D.C. Public Schools confirmed yesterday that student enrollment in its 127 schools was at 44,397, up from the roughly 37,000 who were registered when classes resumed on August 24. Enrollment counts typically fluctuate at the start of the year, as parents enroll children late, and transfers are finalized.
The high turnout is being credited in part to the District's "Rediscover DCPS" ad campaign, as a number of the schools featured in the campaign significantly surpassed their projected enrollments, as well as the decision to bump the enrollment start date up, from July to April. An official count will be conducted in October.
Bill Turque points out in the Post that the gains put DCPS in close reach of the 44,681 figure that was used as a benchmark in the 2010 schools budget. Earlier this summer, the D.C. Council objected to Schools Chancellor Michelle Rhee's initial projection of 45,000 students, believing it to be unrealistic in light of the growing popularity of charter schools and DCPS's history of significant annual enrollment drops. The council stripped $27 million from the schools budget in protest before compromising on the 44,681 figure and reinstating the funds.
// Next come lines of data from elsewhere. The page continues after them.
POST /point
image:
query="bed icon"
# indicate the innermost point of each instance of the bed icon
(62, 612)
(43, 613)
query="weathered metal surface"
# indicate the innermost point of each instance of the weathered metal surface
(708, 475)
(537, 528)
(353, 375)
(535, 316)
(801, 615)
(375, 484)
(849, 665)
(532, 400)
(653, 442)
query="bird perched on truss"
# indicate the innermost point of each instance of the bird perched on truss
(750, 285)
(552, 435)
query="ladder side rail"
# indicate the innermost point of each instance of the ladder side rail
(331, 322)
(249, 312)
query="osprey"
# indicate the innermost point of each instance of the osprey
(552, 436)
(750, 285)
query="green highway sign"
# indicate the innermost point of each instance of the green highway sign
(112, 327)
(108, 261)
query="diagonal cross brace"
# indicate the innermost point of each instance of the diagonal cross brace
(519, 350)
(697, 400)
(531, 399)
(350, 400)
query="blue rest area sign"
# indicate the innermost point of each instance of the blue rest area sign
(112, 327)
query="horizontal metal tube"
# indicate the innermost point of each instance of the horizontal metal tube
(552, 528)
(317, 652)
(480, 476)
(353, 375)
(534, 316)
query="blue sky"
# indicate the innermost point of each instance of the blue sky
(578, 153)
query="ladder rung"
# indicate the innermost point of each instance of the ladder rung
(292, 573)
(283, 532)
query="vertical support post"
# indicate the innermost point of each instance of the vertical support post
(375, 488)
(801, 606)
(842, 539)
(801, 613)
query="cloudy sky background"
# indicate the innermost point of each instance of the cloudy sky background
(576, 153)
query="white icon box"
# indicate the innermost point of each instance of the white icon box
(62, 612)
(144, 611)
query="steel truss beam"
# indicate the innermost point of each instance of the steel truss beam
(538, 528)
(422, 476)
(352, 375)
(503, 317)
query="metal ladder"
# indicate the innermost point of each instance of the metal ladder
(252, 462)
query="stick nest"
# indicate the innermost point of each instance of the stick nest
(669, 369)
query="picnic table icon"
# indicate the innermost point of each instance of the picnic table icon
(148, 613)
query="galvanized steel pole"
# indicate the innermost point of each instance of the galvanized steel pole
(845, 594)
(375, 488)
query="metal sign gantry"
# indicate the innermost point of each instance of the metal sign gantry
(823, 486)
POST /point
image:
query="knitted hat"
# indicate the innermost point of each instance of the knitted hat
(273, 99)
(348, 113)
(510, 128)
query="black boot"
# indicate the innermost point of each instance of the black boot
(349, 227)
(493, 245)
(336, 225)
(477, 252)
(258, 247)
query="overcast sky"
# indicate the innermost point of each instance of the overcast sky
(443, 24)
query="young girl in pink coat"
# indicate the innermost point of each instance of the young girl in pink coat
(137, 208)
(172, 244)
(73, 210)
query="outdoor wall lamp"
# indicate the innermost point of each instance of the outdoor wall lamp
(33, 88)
Parents are waking up to the fact that there are a very small handful of decent PCS in DC. They are hard to get into with lottery systems and application procedures unique to each school and they can close without notice (not likely to happen in a DCPS). The PCS test scores are comparable to the neighborhood DCPS scores. With so many DCPS in restructuring status under NCLB any parent can place their child into a receiving school which happens to be one of the top 10 (at least for elementary school) in the city since they are the ones meeting AYP. Although we have a slot elsewhere, my kids can attend Key and DCPS has to bus them there since our neighborhood school in its second year of restructuring is up a creek with descending test scores. The post also fails to mention that parents have a lot of confidence in Rhee. The guarantee of a real shot at access to a decent school and hope of further progress go a long way to restoring confidence int he school system
well, the council sure looks petty now, don't they?
They often do when it comes to the schools. It is really part of the problem that the schools are used a political fodder and political patronage system. Rhee is really doing an amazing job from the perspective of this parent.
Wow, DCPS is a huge success because they only lost a few hundred students this year instead of a few thousand like in most years. Good thing they bought that big ad campaign!